I understand, let me clarify.
The back end server is UW imap. It's managed by xinetd, which starts
a new pid for each connection. The imap deamon process begins life as
root, sends a welcome message, and waits a short time for the user to
login. Once the user authenticates, it drops root and sets uid to the
authenticated user, so the user can access their files with safe and
correct permissions.
That means my http <-> imap gateway will be talking to different pids
on the backend imap server, but the gateway server itself will handle
all http client connections with one pid.
>Why use threads?
There are strengths and weaknesses of both models, threads vs. events.
In my server, there is a natural separation of work, where events are
the best fit for some work, threads for other work. And since Tcl has
both, I can use both.
>You may want to use TML to do the conversion to web pages, I think you will
>be surprised at how fast converting the IMAP server responses to web pages
>can really be.
>My guess is you can easily do several hundred a second (assuming you can get
>the data that fast from the IMAP servers).

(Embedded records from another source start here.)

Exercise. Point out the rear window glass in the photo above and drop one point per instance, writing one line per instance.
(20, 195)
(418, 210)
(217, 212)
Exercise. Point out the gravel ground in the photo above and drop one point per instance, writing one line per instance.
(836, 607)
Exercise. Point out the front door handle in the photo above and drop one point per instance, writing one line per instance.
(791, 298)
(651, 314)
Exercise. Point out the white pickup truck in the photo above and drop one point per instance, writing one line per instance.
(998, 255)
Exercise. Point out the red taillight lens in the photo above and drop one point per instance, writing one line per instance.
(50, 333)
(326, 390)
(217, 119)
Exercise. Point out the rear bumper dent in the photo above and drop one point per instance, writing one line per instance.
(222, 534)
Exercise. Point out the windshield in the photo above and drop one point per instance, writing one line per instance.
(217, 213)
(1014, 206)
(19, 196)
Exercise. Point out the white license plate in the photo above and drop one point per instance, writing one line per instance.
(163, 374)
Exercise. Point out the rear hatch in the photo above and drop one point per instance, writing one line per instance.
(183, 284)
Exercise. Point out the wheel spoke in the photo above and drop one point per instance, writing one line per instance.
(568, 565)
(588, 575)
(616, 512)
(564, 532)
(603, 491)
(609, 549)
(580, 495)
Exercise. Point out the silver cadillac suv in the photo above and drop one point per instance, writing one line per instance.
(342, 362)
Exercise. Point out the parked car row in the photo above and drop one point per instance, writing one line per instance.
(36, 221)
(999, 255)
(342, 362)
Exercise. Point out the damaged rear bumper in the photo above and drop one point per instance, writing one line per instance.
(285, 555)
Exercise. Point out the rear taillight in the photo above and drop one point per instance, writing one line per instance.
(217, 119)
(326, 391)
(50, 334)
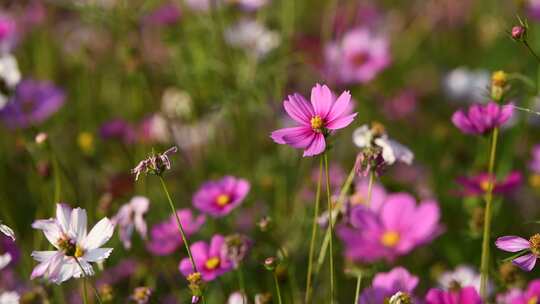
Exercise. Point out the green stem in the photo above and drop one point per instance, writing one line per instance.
(358, 285)
(314, 234)
(330, 227)
(484, 264)
(341, 201)
(179, 223)
(278, 291)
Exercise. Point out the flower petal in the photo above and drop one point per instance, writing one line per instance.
(512, 243)
(99, 235)
(525, 262)
(321, 100)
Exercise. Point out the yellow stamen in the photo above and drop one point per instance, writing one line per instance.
(79, 252)
(390, 238)
(212, 263)
(223, 199)
(316, 123)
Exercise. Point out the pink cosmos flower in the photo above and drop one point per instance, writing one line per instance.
(219, 198)
(316, 121)
(67, 233)
(531, 295)
(385, 285)
(130, 217)
(478, 184)
(481, 119)
(397, 229)
(210, 259)
(358, 57)
(164, 236)
(467, 295)
(530, 249)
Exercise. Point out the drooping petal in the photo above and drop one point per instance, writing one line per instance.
(525, 262)
(97, 255)
(317, 146)
(321, 99)
(512, 243)
(99, 235)
(63, 216)
(341, 122)
(78, 224)
(340, 107)
(299, 109)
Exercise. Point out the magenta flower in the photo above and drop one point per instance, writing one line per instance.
(219, 198)
(33, 103)
(534, 164)
(358, 57)
(481, 119)
(529, 249)
(210, 259)
(467, 295)
(316, 121)
(131, 217)
(164, 236)
(397, 229)
(385, 285)
(531, 295)
(478, 184)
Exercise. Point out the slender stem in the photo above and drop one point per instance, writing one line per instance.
(484, 264)
(330, 227)
(341, 201)
(531, 51)
(278, 291)
(314, 234)
(179, 223)
(358, 285)
(241, 283)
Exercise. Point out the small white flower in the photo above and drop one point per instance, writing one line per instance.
(7, 231)
(9, 70)
(5, 259)
(462, 276)
(253, 37)
(75, 248)
(9, 297)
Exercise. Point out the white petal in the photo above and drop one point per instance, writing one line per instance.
(50, 228)
(97, 255)
(43, 256)
(99, 235)
(63, 216)
(78, 224)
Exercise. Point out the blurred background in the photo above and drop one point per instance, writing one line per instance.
(109, 81)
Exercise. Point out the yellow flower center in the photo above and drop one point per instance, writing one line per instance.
(534, 242)
(212, 263)
(316, 123)
(390, 238)
(223, 199)
(484, 185)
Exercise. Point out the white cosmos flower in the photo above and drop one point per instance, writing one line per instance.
(392, 151)
(462, 276)
(7, 231)
(9, 297)
(68, 234)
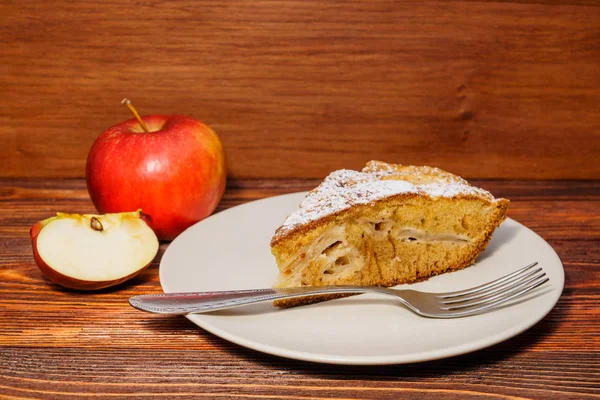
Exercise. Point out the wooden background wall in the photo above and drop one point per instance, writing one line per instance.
(294, 88)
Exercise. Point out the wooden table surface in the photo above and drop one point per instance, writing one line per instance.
(58, 343)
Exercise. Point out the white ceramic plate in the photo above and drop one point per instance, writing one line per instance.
(230, 250)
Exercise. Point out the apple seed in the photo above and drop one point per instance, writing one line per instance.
(96, 224)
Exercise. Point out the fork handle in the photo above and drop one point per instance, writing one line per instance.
(185, 303)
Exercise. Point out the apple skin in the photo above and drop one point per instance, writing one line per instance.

>For what you are describing I see no needs for threads. I'd also start with
>the IMAP package out of TclLib plus either TclHttpd or WUB as the base of
>the server -- either will do 90%+ of the work for you.

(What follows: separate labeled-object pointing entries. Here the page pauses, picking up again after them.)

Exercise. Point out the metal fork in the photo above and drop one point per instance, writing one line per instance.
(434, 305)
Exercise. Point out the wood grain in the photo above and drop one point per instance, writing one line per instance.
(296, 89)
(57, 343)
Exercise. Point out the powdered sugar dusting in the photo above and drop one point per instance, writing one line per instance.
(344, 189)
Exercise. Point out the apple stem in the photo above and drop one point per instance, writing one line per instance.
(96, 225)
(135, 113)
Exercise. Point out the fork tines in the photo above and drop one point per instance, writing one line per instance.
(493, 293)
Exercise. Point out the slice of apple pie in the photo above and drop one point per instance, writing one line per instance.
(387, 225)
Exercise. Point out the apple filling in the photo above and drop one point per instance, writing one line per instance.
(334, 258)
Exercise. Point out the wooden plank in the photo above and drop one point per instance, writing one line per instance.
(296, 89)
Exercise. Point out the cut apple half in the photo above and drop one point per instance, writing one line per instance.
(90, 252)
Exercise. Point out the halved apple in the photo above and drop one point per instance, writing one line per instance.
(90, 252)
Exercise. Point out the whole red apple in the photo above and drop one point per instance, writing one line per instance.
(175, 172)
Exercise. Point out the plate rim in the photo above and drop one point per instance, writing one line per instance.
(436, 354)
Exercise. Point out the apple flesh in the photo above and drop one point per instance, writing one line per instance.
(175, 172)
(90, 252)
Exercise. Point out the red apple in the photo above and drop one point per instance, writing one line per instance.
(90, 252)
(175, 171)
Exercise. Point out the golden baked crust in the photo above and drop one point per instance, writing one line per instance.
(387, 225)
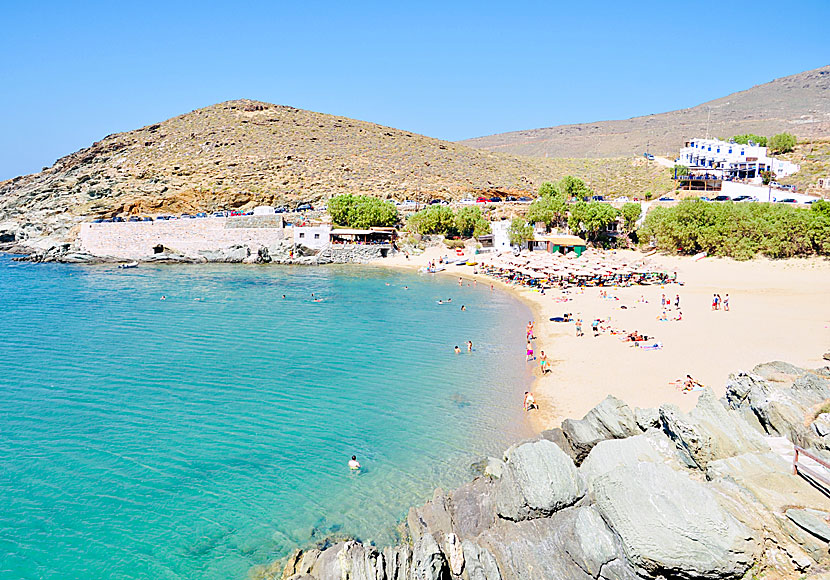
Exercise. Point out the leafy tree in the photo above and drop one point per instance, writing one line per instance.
(466, 220)
(747, 137)
(436, 219)
(631, 213)
(519, 231)
(362, 211)
(782, 143)
(739, 230)
(590, 219)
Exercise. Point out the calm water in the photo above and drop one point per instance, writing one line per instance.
(186, 438)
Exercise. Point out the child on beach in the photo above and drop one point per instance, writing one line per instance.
(530, 401)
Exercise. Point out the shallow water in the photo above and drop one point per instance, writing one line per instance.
(186, 438)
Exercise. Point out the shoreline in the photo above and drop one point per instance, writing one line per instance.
(779, 312)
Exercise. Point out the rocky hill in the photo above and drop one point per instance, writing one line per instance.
(799, 104)
(239, 154)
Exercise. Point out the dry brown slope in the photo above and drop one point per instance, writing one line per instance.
(243, 153)
(799, 104)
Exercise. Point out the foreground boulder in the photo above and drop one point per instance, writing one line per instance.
(671, 525)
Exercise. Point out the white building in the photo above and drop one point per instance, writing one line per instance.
(732, 160)
(313, 236)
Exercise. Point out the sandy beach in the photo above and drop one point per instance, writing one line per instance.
(779, 310)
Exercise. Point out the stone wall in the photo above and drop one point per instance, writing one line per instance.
(190, 237)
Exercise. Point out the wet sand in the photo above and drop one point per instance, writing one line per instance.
(779, 310)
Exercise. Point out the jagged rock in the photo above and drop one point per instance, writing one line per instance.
(652, 446)
(813, 521)
(573, 543)
(556, 435)
(428, 563)
(611, 419)
(647, 418)
(710, 431)
(479, 563)
(538, 480)
(670, 524)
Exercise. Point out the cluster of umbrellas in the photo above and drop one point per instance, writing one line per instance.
(592, 264)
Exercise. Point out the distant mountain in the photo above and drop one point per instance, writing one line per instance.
(799, 104)
(243, 153)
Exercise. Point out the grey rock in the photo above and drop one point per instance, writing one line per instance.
(573, 543)
(428, 562)
(556, 435)
(672, 525)
(479, 563)
(710, 431)
(611, 419)
(647, 418)
(813, 521)
(538, 480)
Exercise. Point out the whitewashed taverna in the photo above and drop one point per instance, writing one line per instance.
(732, 160)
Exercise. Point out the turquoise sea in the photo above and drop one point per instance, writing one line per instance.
(202, 435)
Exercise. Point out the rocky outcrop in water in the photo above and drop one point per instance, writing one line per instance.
(627, 493)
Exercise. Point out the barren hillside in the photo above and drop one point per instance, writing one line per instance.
(239, 154)
(799, 104)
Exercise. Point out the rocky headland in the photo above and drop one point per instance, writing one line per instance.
(627, 493)
(243, 153)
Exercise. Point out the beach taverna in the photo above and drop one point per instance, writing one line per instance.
(558, 244)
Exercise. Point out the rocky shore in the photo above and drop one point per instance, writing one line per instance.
(627, 493)
(282, 252)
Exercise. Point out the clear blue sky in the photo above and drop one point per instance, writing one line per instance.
(73, 72)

Thanks for the info, I will look into it.
In terms of performance, you may be right that threads are not needed.
However, the work my server will do, divides naturally into three main
components.
1. Talk to clients
2. Talk to a backend server
3. Translate between the two
The http keepalive on the client side will be fairly short, no more
than 5 minutes or so. The imap keepalive on the server side defaults
to 30 minutes, per RFC.
It seems natural to divide the connection handing work, into a front
end talking http to clients, and a back end talking to an imap server.
And there must be a translator between the two, a third component.
Users need to read and think, so there will be quiet time on each
connection, with no translation work in progress. I speculate the
ratio could be as high as 100 to 1, active connections vs. active
translation tasks.
If that holds true, then for each 5,000 active connections, I only
need about 50 translation workers. In that case, thread pools are a
natural fit for handling the translation work.
> 1. Talk to clients
> 2. Talk to a backend server
> 3. Translate between the two
Tcl enables you to do this eventbased.
Look into
[ fileevent readable|writable]
[ trace variable ]
and friends.
See:
http://wiki.tcl.tk/1904
Tcl excelles in event based programming.
uwe
Best advice so far on this whole thread.
Donal.
This seems an entirely sensible approach. It should be noted that much
of the advice against threads is really against shared-state
concurrency. Tcl's threads don't share any state by default, so are
really more like separate processes that run individual event loops
(where message between threads are just one more source of events). This
sounds like a pretty good fit for your project and shouldn't really
cause any more problems than a single-threaded event loop would. Each
event callback should still run in (almost) complete isolation to any
other, as they operate on entirely different sets of variables (in
different interpreters).
Of course, if you later decide that you really need to share some state
between threads than Tcl can support this too, incrementally sharing
just those parts that really need it.